Santé, STAPS, psychologie : des cas plus nuancés

Contrairement à une idée fréquente, ne pas garder les maths ne ferme pas automatiquement la porte des études de santé. Pour viser PASS ou LAS, la combinaison physique-chimie et SVT reste souvent plus centrale. Les maths peuvent aider, notamment pour certaines notions scientifiques, mais l’option maths complémentaires peut suffire dans beaucoup de cas si le reste du dossier est cohérent.

D’autres filières demandent surtout de ne pas confondre absence d’exigence et absence de chiffres. En psychologie, sociologie, géographie, STAPS ou AES, les mathématiques ne sont pas toujours un prérequis majeur, mais les statistiques, les données et les raisonnements quantitatifs apparaissent vite dans les programmes. Ces formations restent accessibles sans spécialité maths, à condition d’accepter de renouer avec quelques calculs appliqués.

Les filières vraiment ouvertes sans spécialité maths

Bonne nouvelle, l’abandon des maths ne condamne pas un parcours dans le supérieur. Le droit, les lettres, la philosophie, l’histoire, les langues, les sciences politiques, la communication, le journalisme, les métiers de la culture, le travail social ou encore certaines formations artistiques restent largement accessibles sans spécialité mathématiques. Dans ces filières, les attendus portent davantage sur l’expression écrite, la culture générale, l’analyse, la méthode et la cohérence du dossier.

Les BTS et BUT offrent aussi de nombreuses possibilités. Communication, tourisme, édition, support à l’action managériale, information-communication, carrières sociales ou métiers du livre accueillent des profils qui n’ont pas poursuivi les maths. Il faut simplement vérifier les programmes, car certaines mentions liées à la gestion, au commerce, à la banque, à l’assurance ou au numérique peuvent intégrer de la comptabilité, des statistiques ou des tableaux de bord.

Le bon réflexe avant de lâcher les maths

Avant d’abandonner les mathématiques, le plus prudent reste de consulter les attendus Parcoursup des formations envisagées. Le choix ne doit pas se faire uniquement selon la peur d’une matière ou l’envie d’alléger son emploi du temps.
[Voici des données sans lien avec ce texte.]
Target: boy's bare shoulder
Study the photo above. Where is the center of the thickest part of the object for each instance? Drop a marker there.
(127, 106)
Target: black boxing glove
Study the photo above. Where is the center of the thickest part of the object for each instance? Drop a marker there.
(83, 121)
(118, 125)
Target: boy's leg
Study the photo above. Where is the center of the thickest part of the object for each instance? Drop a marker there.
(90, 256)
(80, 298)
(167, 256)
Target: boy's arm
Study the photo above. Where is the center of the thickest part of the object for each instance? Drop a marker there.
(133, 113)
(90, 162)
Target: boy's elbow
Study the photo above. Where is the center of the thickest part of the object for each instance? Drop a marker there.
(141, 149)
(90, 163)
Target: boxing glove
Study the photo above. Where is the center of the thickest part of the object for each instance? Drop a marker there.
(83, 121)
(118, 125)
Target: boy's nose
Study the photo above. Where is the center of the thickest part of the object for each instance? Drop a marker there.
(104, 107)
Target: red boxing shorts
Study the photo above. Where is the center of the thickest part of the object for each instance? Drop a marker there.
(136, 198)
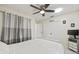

Il doit tenir compte du projet, du niveau réel de l’élève et de ses chances d’obtenir un bon dossier.

Si l’orientation reste incertaine, garder les maths en Première, puis éventuellement choisir l’option maths complémentaires en Terminale, peut servir de filet de sécurité. En revanche, conserver une spécialité avec des notes très faibles peut aussi pénaliser une candidature. Le vrai bon choix n’est donc pas toujours de garder les maths à tout prix, mais de mesurer clairement ce qu’elles ouvrent, ce qu’elles ferment, et ce que l’élève peut réellement soutenir jusqu’au bac.